Of particular interest is run 67 which was either off-schedule, short-turned or not operated on 11 of the 15 regular weekdays between December 1 and 21.  This run is scheduled to come eastbound through Parkdale just after 8:00 am at the height of the inbound demand.  This predictably causes disruption to the following runs and a chronic irregularity of service.

The Marion northbound chart shows that the service is bunched and possibly out of order before it even begins the heavy inbound trip.  Many cars appear reliably at the same time, but some vary quite a bit and some are often missing either because they were not operated, or because they short-turned before reaching this part of the line.  (Be sure to ignore the lines zigzagging across the chart for runs that sometimes manage a second appearance before 9:00 am.)

The Marion southbound chart is, intriguingly, more regular than the northbound one indicating that cars tended to leave Dundas West fairly predictably and on a regular headway.  This pattern breaks down later in the peak due both to arrival of cars that have traveled across the city, but also to the fact that many runs whose on-time entry to service and regular appearance at Dundas West for this trip are dubious.  A delay involving run 5 at Dundas West on December 11 is quite clear in the chart.

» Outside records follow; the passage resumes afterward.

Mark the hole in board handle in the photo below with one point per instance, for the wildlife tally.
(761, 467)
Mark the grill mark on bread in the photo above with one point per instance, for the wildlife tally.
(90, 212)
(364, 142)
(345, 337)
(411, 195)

The Crawford eastbound chart shows the same service wave as the Jameson chart, but the reliability of times is not quite as good as at Jameson.  This shows the effect of heavy loading and also the cumulative effect of any gaps in service on arrival times of following vehicles.

Following the Jameson chart, there is a table describing the behaviour of each run in detail.  Note that the scheduled times are rough estimates based on the actual times through the month.

What is clear from these charts is that irregular service on this part of the route during the am peak is chronic, and that it is mainly caused not by congestion, but by poor management of the service.  Many cars enter service late or not at all, and they may be short turned without serving the very times and neighbourhoods for which they are scehduled.

Although vehicle assignments are a subject for a later post, an important point here is that most of the extra runs in the “wave” do not reliably operate with the larger ALRVs, and the capacity one would expect from the scheduled service is, in fact, not present on the line even without the unpredictable operation.

504 King Eastbound at Jameson

504 King Eastbound at Crawford

504 King Southbound at Marion

504 King Northbound at Marion

2 thoughts on “Analysis of 504 King: Part IX – Headway Reliability and the Two Minute Wave

  1. These results aren’t surprising for anyone who waits for the streetcar at the same stop and about the same time for more than a few days. On the 501 by Long Branch, there are morning runs which are reliable and other runs that are not. The clever rider will try to catch the reliable runs (which is comparatively easy because they show up the same time every day).

    Steve: I will be turning my attention to Queen soon, and have seen exactly the pattern you describe on Long Branch. I believe it has a similar cause — cars entering service randomly possibly due to the way that the schedules are constructed and staffed.


  2. Another thing I thought of: is there a board change in your data? It would be interesting to see if reliable runs turned unreliable, or vice-versa, after a board change.

    Of course, the TTC should not be relying on exceptional operators to keep service running smoothly. Operator ability and experience varies; the line management has to be able to deal with these variations.

    Steve: The data I have are for the month of December 2006, and the Board Period changed in mid-November. Special schedules are in operation for the week between Christmas and New Year’s, but this is not the same as seeing the effect of a new period, and new crews, on the stability of service for the first few days. Also, of course, Christmas Week is very, ver quiet for traffic and riding.